PRIMER PARTE DE TRANQUILIDAD
Augusto Ramírez Uhía, alcalde de Valledupar, dio un parte de tranquilidad en el inicio del proceso. Aseguró que en el municipio se desplegó un fuerte dispositivo de seguridad para ofrecer confianza a la ciudadanía.
“Fueron 888 mesas dispuestas en 63 puestos de votación a lo largo y ancho del municipio. Enviamos un mensaje de paz a la ciudadanía para que aportaran su granito de arena por el buen desenvolvimiento de la jornada electoral que deja nuevas autoridades locales y regionales”, dijo.
Ramírez Uhía, como fiel creyente, puso en manos de Dios la jornada democrática y de manera formal como Alcalde dejó instalado el proceso en Valledupar.
CUMPLIERON CON SU DEBER
Entre la gran cantidad de electores, que se movía de un espacio a otro, se encontraba Laudith Josefina Mejías, quien luego de votar manifestó que como siempre acudió a primera hora para asegurarse de cumplir con su deber. “Desde que la edad me permitió votar, nunca he dejado de acudir a las urnas electorales a pesar de estar ahora padeciendo una enfermedad en mis piernas.
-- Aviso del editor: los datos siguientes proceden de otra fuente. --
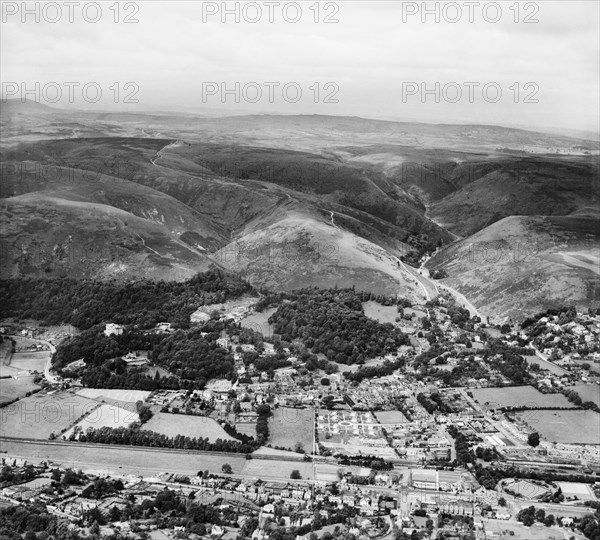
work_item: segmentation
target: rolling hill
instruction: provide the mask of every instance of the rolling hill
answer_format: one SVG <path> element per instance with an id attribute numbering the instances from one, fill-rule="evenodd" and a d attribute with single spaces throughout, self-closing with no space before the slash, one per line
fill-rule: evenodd
<path id="1" fill-rule="evenodd" d="M 492 316 L 598 301 L 596 141 L 37 105 L 0 114 L 3 276 L 184 279 L 214 265 L 260 287 L 354 285 L 419 301 L 398 259 L 418 265 L 442 246 L 427 266 Z M 469 258 L 497 244 L 537 248 L 518 264 Z M 65 256 L 75 245 L 92 255 Z"/>
<path id="2" fill-rule="evenodd" d="M 551 307 L 600 304 L 598 213 L 511 216 L 442 249 L 427 262 L 490 320 Z"/>

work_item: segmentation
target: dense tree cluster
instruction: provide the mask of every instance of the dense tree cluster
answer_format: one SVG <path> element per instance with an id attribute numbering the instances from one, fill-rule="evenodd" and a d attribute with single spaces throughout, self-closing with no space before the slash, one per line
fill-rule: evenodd
<path id="1" fill-rule="evenodd" d="M 269 417 L 271 416 L 271 407 L 268 405 L 259 405 L 256 407 L 258 420 L 256 421 L 256 436 L 259 444 L 265 444 L 269 439 Z"/>
<path id="2" fill-rule="evenodd" d="M 374 379 L 376 377 L 391 375 L 394 371 L 404 366 L 404 363 L 404 358 L 398 358 L 393 362 L 386 360 L 380 366 L 361 366 L 354 372 L 346 371 L 344 377 L 349 381 L 360 383 L 364 379 Z"/>
<path id="3" fill-rule="evenodd" d="M 133 330 L 105 336 L 101 330 L 95 326 L 61 344 L 54 365 L 60 369 L 83 359 L 82 384 L 91 388 L 200 389 L 211 378 L 235 375 L 233 354 L 217 343 L 223 330 L 230 335 L 242 331 L 231 321 L 210 321 L 169 334 Z M 149 351 L 149 359 L 173 376 L 161 377 L 157 372 L 151 377 L 139 368 L 128 368 L 121 357 L 133 350 Z"/>
<path id="4" fill-rule="evenodd" d="M 79 540 L 76 531 L 69 531 L 68 521 L 59 520 L 50 515 L 43 504 L 8 506 L 0 508 L 0 538 L 3 540 L 29 540 L 36 533 L 45 534 L 46 538 L 64 538 Z M 35 537 L 35 536 L 33 536 Z"/>
<path id="5" fill-rule="evenodd" d="M 454 412 L 452 407 L 444 402 L 442 395 L 439 392 L 433 392 L 433 394 L 430 394 L 429 396 L 419 393 L 417 394 L 417 401 L 429 414 L 433 414 L 434 412 L 443 414 Z"/>
<path id="6" fill-rule="evenodd" d="M 407 343 L 392 324 L 365 316 L 361 297 L 352 289 L 305 289 L 281 304 L 269 322 L 283 340 L 301 339 L 313 353 L 340 364 L 395 352 Z"/>
<path id="7" fill-rule="evenodd" d="M 247 282 L 218 270 L 185 282 L 116 283 L 71 278 L 0 281 L 5 317 L 70 323 L 82 330 L 106 321 L 140 328 L 169 321 L 187 328 L 198 306 L 251 292 Z"/>
<path id="8" fill-rule="evenodd" d="M 72 434 L 69 440 L 75 440 L 76 434 Z M 168 437 L 162 433 L 155 433 L 136 427 L 101 427 L 88 428 L 85 433 L 79 435 L 80 442 L 101 444 L 124 444 L 128 446 L 148 446 L 151 448 L 177 448 L 183 450 L 208 450 L 211 452 L 235 452 L 249 454 L 258 448 L 253 442 L 242 443 L 241 441 L 225 441 L 217 439 L 210 442 L 204 437 L 189 437 L 177 435 Z"/>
Hay que participar para luego poder reclamar”.
Asimismo opinó Jorge Márquez, quien afirmó que aunque ya está acostumbrado a que lo cambien de mesa, a la final logra ejercer el sufragio. “Esta vez me tocaba en la mesa número 6, y al final mi cédula se ubicaba en la 5, pero lo importante es que supe esperar y participé”, dijo.
A su lado se encontraba Yolanda Rueda, quien a pesar de los tropiezos también ejercicio su deber y opinó que el proceso fue fluido a pesar de la cantidad de personas que salieron a participar.
Igual suerte no corrieron los esposos Maira Herrera y Jorge Martínez, oriundos de Barranquilla, quienes a pesar de hacer inscrito su cédula en Valledupar, donde residen desde hace tres años, aparecieron como trashumantes y fue imposible que ejerciera el voto en esta ciudad.
“No es justo, necesitábamos cumplir con el voto, pero las autoridades lamentablemente no resolvieron el problema”.
La joven Angie Escobar recibió aplausos por ser la primera vez que participaba en una contienda electoral. Acudió a la mesa 39 en el colegio Loperena y salió con su certificado en manos. “Estoy feliz porque cumplí con la democracia y con Valledupar”.